Innym czynnikiem zakłócającym przy obliczaniu wskaźników hospitalizacji jest to, że liczba osób niezaszczepionych szacowana na podstawie liczby korzystających z usług zdrowotnych (HSU) różni się znacznie od szacunków populacji opartych na spisie ludności.
„Prawda może być gdzieś pośrodku, ale bez dobrych danych nie możemy tak naprawdę powiedzieć” – powiedział Harvey.

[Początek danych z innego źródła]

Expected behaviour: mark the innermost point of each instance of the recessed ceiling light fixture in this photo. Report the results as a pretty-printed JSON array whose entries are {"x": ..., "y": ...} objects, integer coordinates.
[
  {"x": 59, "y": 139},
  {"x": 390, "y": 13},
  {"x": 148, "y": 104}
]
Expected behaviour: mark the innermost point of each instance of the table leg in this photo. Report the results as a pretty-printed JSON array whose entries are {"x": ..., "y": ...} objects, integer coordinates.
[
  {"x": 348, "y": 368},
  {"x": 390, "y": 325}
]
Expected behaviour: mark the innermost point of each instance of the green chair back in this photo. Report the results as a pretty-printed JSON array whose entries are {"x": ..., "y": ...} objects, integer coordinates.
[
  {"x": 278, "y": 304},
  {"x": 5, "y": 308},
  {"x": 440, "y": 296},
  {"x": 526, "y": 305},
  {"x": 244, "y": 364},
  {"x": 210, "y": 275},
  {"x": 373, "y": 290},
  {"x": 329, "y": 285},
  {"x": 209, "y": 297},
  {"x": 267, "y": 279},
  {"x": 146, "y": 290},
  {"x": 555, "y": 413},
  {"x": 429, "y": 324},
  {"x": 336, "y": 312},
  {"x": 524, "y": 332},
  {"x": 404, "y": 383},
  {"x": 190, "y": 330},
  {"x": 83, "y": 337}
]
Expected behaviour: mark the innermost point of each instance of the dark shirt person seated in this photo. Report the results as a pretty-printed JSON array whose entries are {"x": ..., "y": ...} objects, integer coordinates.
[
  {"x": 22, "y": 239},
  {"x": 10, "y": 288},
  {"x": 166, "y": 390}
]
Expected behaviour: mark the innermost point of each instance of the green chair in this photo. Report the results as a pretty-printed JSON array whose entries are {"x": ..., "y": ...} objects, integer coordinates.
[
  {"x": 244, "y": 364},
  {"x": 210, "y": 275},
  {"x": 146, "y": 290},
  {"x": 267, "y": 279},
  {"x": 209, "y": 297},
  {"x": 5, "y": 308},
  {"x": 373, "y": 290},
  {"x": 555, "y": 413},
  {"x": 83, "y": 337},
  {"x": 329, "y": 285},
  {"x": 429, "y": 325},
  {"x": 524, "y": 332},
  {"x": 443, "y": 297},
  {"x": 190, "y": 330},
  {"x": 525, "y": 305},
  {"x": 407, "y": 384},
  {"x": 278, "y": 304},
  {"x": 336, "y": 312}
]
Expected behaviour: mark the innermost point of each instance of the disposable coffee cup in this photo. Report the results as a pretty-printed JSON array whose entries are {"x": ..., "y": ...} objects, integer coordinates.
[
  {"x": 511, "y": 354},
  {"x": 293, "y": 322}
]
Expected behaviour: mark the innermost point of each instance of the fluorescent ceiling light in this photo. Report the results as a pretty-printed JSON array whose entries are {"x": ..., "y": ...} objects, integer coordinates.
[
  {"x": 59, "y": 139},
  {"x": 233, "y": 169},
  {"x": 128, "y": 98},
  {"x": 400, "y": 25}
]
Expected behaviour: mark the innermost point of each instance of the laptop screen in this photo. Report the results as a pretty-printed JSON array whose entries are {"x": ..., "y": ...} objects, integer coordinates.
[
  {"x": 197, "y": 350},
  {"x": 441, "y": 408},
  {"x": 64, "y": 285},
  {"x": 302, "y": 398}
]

Co być może najważniejsze, modelarze powiedzieli, że nie wiemy, jak wyglądają ogólne wzorce infekcji w Nowej Zelandii – modelowanie oszacowało około 1,7 miliona przypadków w zeszłym tygodniu.
O’Neill powiedział: „Dlatego naprawdę potrzebujemy Badanie rozprzestrzeniania się infekcji.
„To nie byłoby idealne, ale dałoby nam więcej informacji o tym, które społeczności są najbardziej zagrożone hospitalizacją z tym wirusem w Nowej Zelandii”.
Profesor Michael Baker, epidemiolog z Uniwersytetu Otago, zgodził się, że brak danych utrudnia nam ustalenie, co napędza falę.
„W tej chwili mamy trudności z ustaleniem prawie każdego kluczowego wskaźnika tego, co się dzieje” – powiedział, dodając, że hospitalizacje pozostają naszym najlepszym wskaźnikiem.